P4s, Athlons and bandwidth

Wed Aug 13 20:50:19 UTC 2003

On Wed, Aug 13, 2003 at 10:23:01PM +0200, Jean Francois Martinez wrote:
> Given that most/all of the recent boxes (ie the ones doing the real
> work) are P4s and Athlons it is time RedHat stopped compiling
> with -mcpu=i686 and started optimizing for the P4: -mcpu=p4

RHL glibc is compiled with -march=i686 actually, and there are not
many instructions other than those enabled by -mfpmath=sse
which would the compiler generate for normal code with -march=pentiumiii
and not -march=i686 (the only difference is scheduling and to my knowledge
the difference is not very big between i686 and PIII).
-mfpmath=sse is not usable for libm, because glibc on IA-32 relies
on extended precision in several places.
Scheduling difference between P4 and i686 is bigger, but I don't think
that code runs that well on Athlons.

> Another point is that there is no such thing like low-level glibc
> functions for the P4 and the Athlon.  The highest targetted
> processor is the PIII.  However documents in AMD's web site show
> that moving data (ie memcpy and friends) can be made several times
> faster if using 3DNow instructions and data prefetching, I gave only
> a cursory glance to the assembler parts of glibc but it didn't look
> like those parts (targetting the PIII) would be even remotely ideal
> for the Athlon.  Same thing about the P4.

Where have you seen PIII optimized assembly in glibc?
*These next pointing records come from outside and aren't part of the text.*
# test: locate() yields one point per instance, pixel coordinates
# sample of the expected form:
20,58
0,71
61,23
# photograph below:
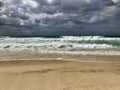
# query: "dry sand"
61,75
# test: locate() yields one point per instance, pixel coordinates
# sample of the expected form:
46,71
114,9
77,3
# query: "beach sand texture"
59,75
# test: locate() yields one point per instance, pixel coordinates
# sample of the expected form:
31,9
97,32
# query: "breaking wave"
63,44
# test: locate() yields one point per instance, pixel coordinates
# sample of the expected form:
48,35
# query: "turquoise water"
64,44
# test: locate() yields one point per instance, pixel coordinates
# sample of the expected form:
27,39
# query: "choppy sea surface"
63,44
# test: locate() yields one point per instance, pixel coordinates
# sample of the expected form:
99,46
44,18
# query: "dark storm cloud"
58,13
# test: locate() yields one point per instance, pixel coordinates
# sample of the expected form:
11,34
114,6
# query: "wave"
61,44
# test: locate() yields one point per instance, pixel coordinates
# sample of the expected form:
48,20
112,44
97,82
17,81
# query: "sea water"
63,44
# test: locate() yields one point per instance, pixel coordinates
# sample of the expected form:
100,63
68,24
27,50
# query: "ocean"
63,44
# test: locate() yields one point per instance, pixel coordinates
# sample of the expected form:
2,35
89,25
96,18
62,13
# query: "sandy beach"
59,72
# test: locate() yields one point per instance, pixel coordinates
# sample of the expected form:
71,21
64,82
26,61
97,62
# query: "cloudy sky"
60,17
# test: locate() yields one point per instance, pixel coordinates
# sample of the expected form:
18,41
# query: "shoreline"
59,72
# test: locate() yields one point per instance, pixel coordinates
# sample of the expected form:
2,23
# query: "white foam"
66,44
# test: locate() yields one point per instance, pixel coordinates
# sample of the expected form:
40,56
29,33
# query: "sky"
59,17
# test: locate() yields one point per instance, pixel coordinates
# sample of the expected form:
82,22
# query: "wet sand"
59,72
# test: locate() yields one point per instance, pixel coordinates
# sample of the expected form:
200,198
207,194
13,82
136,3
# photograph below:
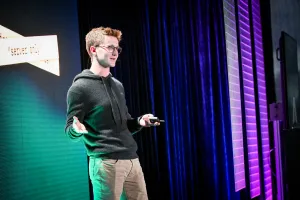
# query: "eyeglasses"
111,48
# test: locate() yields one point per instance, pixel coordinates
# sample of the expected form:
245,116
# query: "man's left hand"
145,122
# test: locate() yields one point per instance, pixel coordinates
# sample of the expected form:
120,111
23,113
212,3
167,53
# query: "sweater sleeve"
75,107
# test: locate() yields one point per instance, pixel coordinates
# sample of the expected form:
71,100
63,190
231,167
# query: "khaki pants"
110,178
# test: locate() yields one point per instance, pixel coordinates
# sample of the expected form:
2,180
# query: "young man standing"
98,114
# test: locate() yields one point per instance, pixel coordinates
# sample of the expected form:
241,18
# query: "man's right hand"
78,127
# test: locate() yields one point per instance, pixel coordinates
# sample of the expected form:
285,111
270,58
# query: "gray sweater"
99,103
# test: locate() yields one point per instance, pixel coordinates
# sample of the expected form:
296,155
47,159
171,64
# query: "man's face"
107,52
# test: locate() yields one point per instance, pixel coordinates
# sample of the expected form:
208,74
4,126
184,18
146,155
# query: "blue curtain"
173,65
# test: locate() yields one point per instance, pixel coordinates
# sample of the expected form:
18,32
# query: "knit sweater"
99,103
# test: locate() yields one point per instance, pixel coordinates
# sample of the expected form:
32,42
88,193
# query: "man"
98,114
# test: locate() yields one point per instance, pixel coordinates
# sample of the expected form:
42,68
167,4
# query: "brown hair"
96,36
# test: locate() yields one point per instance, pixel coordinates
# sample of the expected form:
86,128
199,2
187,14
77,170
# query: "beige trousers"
112,179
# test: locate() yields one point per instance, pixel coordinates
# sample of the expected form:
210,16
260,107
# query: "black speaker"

AFAIK there is none.
P4/Athlon/PIII optimized stringops are certainly welcome (patches to
libc-alpha at sources.redhat.com), but bear in mind that any use of floating
point regs (SSE/SSE2/whatever) has quite a big price in lazy FPU saving
environment. Another thing to keep in mind is what are typical arguments
to these functions.

	Jakub